Over the last couple of months China has begun walking back this policy. Thus, Xi Jinping and China’s top leaders have revamped their predecessor’s smile diplomacy in places like Central and Southeast Asia. They have also courted India after repeatedly provoking it earlier in the year. Even relations with the U.S. have gradually improved, as is evident from the growing military-to-military ties between the two powers.
Two nations that have been pointedly excluded from China’s charm offensive are the Philippines and Japan. Beijing has made it a point of maintaining tensions with them and rejected overtures from their respective leaders.
This is generally in line with a “divide-and-conquer” strategy. Nevertheless, it raises the obvious question of why Chinese leaders have decided to retain tensions with the Philippines and Japan while improving them with other countries, even those it maintains territorial disputes with such as Vietnam and India.
There are a number of possibilities. With regards to Japan at least, Chinese scholars have noted that Beijing views the outstanding dispute over the Diaoyu/Senkaku Islands as qualitatively different from its other territorial disputes. As Fudan University’s Shen Dingli has explained, “For the East China Sea, it is more political. China considers we have been invaded by Japan, and Japan has stolen our island. But for South China Sea, it’s largely about economics.” Still, this can only explain why China has targeted Japan, not the Philippines.

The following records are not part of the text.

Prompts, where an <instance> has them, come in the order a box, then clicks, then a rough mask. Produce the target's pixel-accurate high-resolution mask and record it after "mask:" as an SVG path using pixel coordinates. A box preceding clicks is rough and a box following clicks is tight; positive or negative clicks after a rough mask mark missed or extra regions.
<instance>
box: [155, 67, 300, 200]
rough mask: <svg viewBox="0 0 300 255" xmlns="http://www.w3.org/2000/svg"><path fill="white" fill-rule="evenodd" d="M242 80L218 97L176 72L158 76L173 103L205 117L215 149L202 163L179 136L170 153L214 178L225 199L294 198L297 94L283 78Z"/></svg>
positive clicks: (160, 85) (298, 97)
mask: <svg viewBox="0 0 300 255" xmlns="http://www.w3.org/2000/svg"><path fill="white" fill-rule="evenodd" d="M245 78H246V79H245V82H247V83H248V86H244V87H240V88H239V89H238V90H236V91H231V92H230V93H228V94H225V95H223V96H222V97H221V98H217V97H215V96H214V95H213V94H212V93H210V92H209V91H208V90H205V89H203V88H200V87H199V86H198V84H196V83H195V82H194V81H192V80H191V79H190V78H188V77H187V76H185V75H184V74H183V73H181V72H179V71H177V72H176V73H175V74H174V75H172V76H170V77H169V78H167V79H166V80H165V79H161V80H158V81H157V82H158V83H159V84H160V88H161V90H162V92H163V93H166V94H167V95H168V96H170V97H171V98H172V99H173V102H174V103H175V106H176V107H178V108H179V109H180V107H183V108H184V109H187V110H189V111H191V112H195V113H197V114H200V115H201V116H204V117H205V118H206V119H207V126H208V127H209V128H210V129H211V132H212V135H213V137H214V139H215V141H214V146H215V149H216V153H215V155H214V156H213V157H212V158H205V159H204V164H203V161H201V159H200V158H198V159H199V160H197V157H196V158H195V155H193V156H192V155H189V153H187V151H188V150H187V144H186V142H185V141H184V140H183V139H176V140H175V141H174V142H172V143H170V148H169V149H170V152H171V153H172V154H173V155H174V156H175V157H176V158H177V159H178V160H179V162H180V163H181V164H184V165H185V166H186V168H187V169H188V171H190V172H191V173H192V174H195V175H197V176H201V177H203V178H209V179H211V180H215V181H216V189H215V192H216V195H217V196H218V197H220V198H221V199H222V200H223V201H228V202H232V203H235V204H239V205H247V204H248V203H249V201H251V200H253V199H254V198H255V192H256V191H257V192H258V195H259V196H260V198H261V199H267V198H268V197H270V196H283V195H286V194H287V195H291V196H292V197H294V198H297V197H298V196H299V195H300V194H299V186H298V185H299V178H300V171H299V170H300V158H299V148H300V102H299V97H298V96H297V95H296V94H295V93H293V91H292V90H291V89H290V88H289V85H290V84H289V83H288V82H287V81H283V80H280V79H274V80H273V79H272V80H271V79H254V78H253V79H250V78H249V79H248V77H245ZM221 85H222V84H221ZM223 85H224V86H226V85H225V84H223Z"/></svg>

Another possibility is that China has decided to target Japan and the Philippines because they are treaty allies of the United States. Leaders in Beijing may therefore calculate that China has less to lose by clashing with Manila and Tokyo because they are already firmly in America’s camp. By contrast, antagonizing countries like Vietnam and India risks pushing them into the U.S. camp, as has indeed been happening.
It’s worth noting, however, that China hasn’t targeted other U.S. treaty allies like Thailand and South Korea, and indeed has been courting them. However, Beijing doesn’t have outstanding territorial disputes with Thailand or South Korea (at least South Korea as it’s currently configured).
A less obvious but equally intriguing possibility is that Japan and the Philippines are being targeted because they don’t share land borders with China. As is well known, China has spent the last few decades overhauling its naval and air force while paying relatively less attention to its traditionally dominant land forces. It has had the ahistorical luxury of doing so because it was largely pacified its land borders with its neighbors, sometimes by agreeing to make concessions.
China’s continued projection of power outward depends largely on its ability to maintain tranquil land borders. Intense and prolonged disputes with neighbors that it shares borders with could therefore put its march out to sea in jeopardy. Thus, if China wishes to maintain strained ties with any powers, it has relatively less to loss by doing so with countries that don’t border it on land.